This hash takes advantage of wonderful winter produce, and the best part is that you can serve it as breakfast, lunch, or dinner.
- 2 cups of butternut squash, chopped into ½ inch cubes
- Rosemary, to preference, finely chopped
- Mushrooms, to preference
- 1 shallot, thinly sliced
- 1 cup of Brussels sprouts, thinly sliced
- 1 stick of butter, or ½ cup of bacon fat. For a vegetarian option, coconut oil is a great substitution.
- 4 cloves of garlic, finely diced (bonus points if you use the garlic confit from earlier!)
- ½ pound of bacon, chopped into half-inch pieces, and cooked
- Baby carrots, cut in half
- Egg (if serving for breakfast)
How to make it
- Start by heating half of your oil over medium heat and browning the butternut squash and carrots.
- In a separate pan, cook your mushrooms over medium-high heat in some olive oil. Don’t disturb and rush cooking your mushrooms to avoid a rubbery texture. Once cooked through, add salt.
- Remove the squash and set it aside. Add your shallots to the pan and cook until translucent, adding more oil if needed. Then add the garlic and cook for another minute.
- Add in your thinly sliced Brussels sprouts and cook until softened. Then mix in your bacon and all the squash and mushrooms back into your pan.
- Lower the heat and add your herbs. Mix everything together and allow flavors to meld together for another 3–5 minutes. Top with salt and freshly ground pepper.
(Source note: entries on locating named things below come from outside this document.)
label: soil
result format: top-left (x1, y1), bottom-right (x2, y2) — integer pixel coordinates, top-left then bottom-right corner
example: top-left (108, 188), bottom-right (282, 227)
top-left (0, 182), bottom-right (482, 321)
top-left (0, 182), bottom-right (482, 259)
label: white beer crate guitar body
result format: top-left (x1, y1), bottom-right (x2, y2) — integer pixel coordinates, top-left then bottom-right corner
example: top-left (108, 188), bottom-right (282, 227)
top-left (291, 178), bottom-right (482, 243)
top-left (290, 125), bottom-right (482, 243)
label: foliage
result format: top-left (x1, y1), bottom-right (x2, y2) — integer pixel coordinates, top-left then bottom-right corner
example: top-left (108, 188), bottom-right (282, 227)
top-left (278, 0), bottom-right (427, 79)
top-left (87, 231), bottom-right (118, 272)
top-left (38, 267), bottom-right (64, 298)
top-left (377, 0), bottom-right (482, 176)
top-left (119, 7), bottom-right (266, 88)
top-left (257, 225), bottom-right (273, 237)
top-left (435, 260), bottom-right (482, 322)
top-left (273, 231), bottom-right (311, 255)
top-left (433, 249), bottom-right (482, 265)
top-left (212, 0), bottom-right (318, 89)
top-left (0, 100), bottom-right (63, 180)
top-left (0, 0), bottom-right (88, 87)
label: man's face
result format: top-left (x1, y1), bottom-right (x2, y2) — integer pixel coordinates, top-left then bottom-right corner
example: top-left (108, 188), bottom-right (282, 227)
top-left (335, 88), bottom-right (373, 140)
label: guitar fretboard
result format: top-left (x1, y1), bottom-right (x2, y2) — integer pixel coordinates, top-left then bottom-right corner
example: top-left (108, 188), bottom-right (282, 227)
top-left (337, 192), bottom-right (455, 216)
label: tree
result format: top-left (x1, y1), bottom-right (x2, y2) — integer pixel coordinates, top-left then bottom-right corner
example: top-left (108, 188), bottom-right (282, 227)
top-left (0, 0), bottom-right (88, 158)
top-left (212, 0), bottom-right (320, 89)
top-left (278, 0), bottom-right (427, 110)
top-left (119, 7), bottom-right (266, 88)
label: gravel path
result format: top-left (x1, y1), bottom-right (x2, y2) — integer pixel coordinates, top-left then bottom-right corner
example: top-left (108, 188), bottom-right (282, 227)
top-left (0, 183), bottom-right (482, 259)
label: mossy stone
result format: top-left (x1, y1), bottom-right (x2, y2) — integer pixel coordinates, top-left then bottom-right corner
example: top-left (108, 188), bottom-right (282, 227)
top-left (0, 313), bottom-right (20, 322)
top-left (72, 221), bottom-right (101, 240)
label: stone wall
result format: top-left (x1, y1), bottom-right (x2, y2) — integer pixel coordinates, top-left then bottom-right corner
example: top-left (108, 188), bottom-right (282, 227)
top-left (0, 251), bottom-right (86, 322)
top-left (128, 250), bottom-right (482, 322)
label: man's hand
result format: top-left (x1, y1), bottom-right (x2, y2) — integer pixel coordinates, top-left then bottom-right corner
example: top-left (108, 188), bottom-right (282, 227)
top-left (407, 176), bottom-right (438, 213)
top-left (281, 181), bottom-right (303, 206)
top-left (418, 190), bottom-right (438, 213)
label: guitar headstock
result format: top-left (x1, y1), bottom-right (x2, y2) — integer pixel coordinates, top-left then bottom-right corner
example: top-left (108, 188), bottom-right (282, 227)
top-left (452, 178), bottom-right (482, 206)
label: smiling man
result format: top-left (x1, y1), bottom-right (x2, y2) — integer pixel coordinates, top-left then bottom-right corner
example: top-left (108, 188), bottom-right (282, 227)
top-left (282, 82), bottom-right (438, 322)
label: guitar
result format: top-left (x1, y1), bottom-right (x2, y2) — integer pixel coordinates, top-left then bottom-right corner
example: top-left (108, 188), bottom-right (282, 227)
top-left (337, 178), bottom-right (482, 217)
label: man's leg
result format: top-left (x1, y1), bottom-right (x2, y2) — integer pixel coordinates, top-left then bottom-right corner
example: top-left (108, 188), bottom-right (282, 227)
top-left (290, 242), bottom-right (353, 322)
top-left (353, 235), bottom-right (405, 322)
- If topping your hash with an egg, we recommend cooking it poached or fried so you can get the yolky mixture onto your egg.
* Bonus tip: For a wonderful saucy topping, we recommend mixing together some kewpie mayo, garlic confit, a dash of lemon, and some of your herbs and topping your hash with it.
** You can also serve your hash over a bed of spinach for added nutritional value.
Two recipes to keep your belly warm and full
With these two recipes in hand, you’re prepared to take advantage of the season’s produce. From Brussels sprouts to nuts, mushrooms, squash, and more, you’re in for a nutritious, comforting, and delicious warm meal. Whether you indulge in the savory, nutty pasta dish or create a produce medley of your favorite vegetables, we’ve offered two ways to serve a warm meal this winter.
Remember, cooking is an art and expression of creativity, so don’t get bogged down by finding the ‘perfect recipe’. Cooking is about taking your favorite ingredients and finding new ways to use them. So get creative and experiment with the flavors each season has to offer!